Veiligheidsregelementen

Download Report

Transcript Veiligheidsregelementen

Veiligheidsreglement SV Dongeloop

Veiligheidsregels die gelden voor iedereen die zich op het schietsportcentrum Tichelrijt bevindt

1.

Iedereen die tijdens de verenigingsavonden van SV Dongeloop aanwezig is op het schietsportcentrum Tichelrijt, dient zich aan deze veiligheidsvoorschriften te houden, ongeacht of hij komt schieten of niet. 2.
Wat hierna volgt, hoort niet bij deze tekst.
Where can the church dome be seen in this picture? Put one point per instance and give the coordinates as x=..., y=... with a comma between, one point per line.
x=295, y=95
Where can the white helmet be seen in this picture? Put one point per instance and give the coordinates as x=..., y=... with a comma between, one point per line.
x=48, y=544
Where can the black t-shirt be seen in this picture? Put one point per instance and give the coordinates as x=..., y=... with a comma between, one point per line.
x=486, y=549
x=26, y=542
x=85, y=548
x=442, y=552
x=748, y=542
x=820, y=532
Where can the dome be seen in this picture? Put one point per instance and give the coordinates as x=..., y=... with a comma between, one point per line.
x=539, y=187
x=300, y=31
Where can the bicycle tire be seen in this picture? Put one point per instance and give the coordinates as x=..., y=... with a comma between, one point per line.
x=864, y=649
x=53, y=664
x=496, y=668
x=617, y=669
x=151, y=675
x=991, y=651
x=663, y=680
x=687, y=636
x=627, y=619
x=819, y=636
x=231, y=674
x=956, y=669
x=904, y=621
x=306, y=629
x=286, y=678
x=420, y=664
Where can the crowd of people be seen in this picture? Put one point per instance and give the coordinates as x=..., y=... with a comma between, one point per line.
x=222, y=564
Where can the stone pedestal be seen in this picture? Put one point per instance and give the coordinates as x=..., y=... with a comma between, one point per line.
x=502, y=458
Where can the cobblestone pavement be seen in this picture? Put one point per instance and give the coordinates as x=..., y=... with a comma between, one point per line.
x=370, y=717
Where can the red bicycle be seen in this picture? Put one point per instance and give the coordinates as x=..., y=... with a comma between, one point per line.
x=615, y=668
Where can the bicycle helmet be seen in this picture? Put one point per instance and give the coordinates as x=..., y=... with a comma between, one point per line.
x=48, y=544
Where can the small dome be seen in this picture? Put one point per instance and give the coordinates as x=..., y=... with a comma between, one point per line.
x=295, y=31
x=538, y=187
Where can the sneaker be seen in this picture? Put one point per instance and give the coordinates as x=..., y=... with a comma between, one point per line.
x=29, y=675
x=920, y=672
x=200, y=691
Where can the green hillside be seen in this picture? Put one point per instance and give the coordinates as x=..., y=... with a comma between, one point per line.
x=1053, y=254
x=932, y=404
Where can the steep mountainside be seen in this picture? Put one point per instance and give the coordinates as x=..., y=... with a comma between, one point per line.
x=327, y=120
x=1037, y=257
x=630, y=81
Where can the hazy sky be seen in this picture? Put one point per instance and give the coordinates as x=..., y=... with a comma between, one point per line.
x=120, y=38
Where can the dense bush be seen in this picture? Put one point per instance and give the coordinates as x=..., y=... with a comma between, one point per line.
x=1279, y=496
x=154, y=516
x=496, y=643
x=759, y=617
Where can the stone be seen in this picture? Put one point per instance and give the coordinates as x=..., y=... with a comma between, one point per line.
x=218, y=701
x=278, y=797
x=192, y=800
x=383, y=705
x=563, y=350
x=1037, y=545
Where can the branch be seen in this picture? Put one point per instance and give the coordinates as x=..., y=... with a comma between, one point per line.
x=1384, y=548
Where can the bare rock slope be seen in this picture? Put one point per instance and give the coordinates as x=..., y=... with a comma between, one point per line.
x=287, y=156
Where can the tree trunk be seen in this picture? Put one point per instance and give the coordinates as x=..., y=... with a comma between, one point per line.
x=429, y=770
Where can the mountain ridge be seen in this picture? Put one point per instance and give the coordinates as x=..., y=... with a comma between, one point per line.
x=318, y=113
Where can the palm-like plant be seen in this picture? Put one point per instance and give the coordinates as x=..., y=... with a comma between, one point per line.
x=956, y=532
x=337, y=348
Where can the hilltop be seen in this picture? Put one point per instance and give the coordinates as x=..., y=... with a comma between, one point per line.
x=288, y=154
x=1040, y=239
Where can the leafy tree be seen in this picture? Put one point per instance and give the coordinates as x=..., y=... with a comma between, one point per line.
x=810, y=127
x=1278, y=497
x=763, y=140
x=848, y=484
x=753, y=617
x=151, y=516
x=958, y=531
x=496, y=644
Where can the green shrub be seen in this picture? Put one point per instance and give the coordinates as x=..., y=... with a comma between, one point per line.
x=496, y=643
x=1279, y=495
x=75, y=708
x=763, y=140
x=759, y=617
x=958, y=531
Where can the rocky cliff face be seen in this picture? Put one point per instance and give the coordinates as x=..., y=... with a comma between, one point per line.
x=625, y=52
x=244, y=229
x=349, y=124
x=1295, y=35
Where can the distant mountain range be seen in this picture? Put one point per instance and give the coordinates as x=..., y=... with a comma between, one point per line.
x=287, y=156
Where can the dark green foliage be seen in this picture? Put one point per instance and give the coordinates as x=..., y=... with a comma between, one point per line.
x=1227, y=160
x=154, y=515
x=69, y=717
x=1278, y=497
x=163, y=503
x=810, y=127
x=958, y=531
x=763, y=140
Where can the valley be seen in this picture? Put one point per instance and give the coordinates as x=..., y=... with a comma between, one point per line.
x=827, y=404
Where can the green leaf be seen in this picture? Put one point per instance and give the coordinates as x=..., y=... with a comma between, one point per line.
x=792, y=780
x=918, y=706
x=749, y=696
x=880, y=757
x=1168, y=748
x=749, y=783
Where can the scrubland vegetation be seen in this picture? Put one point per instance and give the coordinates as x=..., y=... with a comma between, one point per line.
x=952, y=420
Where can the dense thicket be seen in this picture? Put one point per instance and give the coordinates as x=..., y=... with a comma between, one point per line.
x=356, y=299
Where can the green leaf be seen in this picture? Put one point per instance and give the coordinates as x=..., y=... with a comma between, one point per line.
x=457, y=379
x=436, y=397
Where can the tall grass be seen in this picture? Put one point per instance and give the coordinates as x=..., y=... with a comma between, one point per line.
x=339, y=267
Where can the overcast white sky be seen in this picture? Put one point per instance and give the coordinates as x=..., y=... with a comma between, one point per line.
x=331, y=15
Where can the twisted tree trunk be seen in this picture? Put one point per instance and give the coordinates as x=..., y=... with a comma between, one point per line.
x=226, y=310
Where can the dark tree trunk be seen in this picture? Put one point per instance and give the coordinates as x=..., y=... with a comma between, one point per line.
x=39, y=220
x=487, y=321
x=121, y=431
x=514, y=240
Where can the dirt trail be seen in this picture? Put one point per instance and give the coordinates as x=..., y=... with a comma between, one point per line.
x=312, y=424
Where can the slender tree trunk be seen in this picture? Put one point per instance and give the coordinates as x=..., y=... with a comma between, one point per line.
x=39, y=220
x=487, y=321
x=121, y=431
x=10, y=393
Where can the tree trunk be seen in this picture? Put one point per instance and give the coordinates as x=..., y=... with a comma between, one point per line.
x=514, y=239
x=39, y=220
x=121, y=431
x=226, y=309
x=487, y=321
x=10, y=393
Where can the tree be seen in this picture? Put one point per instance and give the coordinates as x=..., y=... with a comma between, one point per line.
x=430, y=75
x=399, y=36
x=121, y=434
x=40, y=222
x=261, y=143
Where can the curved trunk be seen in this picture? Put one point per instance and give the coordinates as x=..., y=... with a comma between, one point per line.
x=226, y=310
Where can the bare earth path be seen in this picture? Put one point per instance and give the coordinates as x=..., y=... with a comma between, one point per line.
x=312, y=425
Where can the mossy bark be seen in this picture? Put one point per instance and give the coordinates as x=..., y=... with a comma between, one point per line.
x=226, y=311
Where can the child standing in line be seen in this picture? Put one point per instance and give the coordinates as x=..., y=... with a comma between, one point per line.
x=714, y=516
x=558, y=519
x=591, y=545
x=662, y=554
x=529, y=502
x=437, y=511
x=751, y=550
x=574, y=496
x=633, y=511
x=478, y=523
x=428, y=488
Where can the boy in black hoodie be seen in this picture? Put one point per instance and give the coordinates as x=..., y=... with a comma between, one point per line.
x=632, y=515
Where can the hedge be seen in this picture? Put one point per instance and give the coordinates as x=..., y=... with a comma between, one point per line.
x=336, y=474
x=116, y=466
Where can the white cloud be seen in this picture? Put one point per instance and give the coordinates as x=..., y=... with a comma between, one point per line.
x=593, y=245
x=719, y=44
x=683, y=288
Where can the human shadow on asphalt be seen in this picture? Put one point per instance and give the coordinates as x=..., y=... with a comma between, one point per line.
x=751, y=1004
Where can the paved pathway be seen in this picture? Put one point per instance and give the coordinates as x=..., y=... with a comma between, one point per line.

Ieder (ballotage, aspirant of volwaardig) lid dient zich bij binnenkomst op het schietsportcentrum in te schrijven in het presentieregister van SV Dongeloop, ongeacht of hij komt schieten of niet. 3.

Iedere lid dient gedurende zijn verblijf op het schietsportcentrum zijn lidmaatschapsbadge zichtbaar te dragen, derhalve ook in de kantine. 4.

Iedere gastschutter of introducé dient zich onder begeleiding van een bestuurslid van SV Dongeloop in te schrijven in het introducéregister. 5.

Gasten en introduce’s dienen een badge te dragen waaruit blijkt dat zij te gast zijn bij SV Dongeloop. 6.

Schutters van andere verenigingen die contractueel op de verenigingsavonden van SV Dongeloop mogen schieten en beschikken over een lidmaatschapsbadge van hun eigen vereniging waaruit blijkt dat zij volwaardig lid zijn van deze vereniging, worden voor de toepassing van dit reglement gelijkgesteld met leden van SV Dongeloop. Als zij niet over een dergelijke lidmaatschapsbadge beschikken, worden zij gelijkgesteld met een gast van SV Dongeloop.

Veiligheidsregels die specifiek gelden op de schietbanen (pistool en geweer)

7.

Gasten, introducés, ballotage- en aspirantleden mogen niet op de baan aanwezig zijn of een schietoefening doen zonder dat een bestuurslid of een KNSA gecertificeerde trainer van SV Dongeloop hiervoor toestemming heeft gegeven. 8.

Indien er een KNSA gecertificeerde Verenigings Veiligheids Functionaris (VVF) op de schietbaan aanwezig is, treedt deze op als baancommandant. Indien er geen KNSA gecertificeerde VVF op de baan aanwezig is, is de schutter op het meest rechtse schietpunt die volwaardig lid is van SV Dongeloop de baancommandant. 9.

Iedere schutter dient de aanwijzingen van de baancommandant zonder tegenspraak en onverwijld op te volgen. 10.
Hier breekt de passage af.